This post was originally published here by Rich Campagna.
I’m frequently asked whether Secure Web Gateways (SWGs) and Cloud Access Security Brokers (CASBs) compete. After all, they’re both proxies, they both offer data & threat protection, they’re both cloud-based (some SWGs), and both are gradually replacing firewalls in a lot of enterprise environments. Sounds similar, so they must be competitive, right? Actually, they serve as complements for two very different use cases.
As cloud-based SWG vendors add more capabilities, they are starting to look more and more promising as a direct replacement for a firewall.
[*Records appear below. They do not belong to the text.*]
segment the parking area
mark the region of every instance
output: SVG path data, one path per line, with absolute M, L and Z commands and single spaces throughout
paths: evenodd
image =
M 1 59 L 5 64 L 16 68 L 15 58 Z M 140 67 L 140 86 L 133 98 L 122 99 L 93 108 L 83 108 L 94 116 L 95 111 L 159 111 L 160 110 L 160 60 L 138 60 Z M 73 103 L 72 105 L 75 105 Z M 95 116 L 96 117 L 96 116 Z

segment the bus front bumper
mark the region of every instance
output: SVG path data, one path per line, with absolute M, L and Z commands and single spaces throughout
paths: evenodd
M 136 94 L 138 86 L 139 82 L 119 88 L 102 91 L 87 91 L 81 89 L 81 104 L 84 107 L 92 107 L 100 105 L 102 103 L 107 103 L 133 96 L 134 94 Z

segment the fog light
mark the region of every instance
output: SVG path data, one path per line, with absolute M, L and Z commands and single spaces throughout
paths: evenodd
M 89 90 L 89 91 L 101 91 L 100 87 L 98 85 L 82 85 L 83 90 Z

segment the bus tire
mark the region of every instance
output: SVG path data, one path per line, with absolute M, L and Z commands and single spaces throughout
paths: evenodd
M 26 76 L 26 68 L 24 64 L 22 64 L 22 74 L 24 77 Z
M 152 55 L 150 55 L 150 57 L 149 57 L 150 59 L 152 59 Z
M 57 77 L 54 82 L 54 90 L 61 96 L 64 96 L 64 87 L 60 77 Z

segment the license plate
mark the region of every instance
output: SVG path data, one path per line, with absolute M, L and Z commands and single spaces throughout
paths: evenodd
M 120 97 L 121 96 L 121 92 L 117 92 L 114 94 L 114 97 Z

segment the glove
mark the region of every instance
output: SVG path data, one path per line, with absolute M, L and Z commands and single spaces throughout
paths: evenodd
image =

By that, I mean that for the same use case (network/perimeter protection), you can use either a firewall or cloud-SWG – they are simply delivering network security services via the cloud.
What’s different about CASB is that CASBs come into play for a different use case, one that makes the firewall (and any notion of perimeter protection) obsolete. As a pre-requisite for protection, both SWGs and the firewalls require traffic to transit through them. They are deployed either on the corporate network, or as a cloud-based extension of the corporate network.
When an outside user connects to a cloud app, that traffic doesn’t transit through the corporate network, which is what lead to the rise of CASBs, which are architected for exactly this “beyond the firewall” scenario. Every % increase in the amount of off-network cloud traffic translates into a CASB gain at the expense of the SWG/FW.
Gartner offers a well written research note, CASB Is A Market, Not A Feature, explaining this topic in further detail.
In short, SWGs and CASBs are both taking share from NGFWs, and both may be necessary in your enterprise.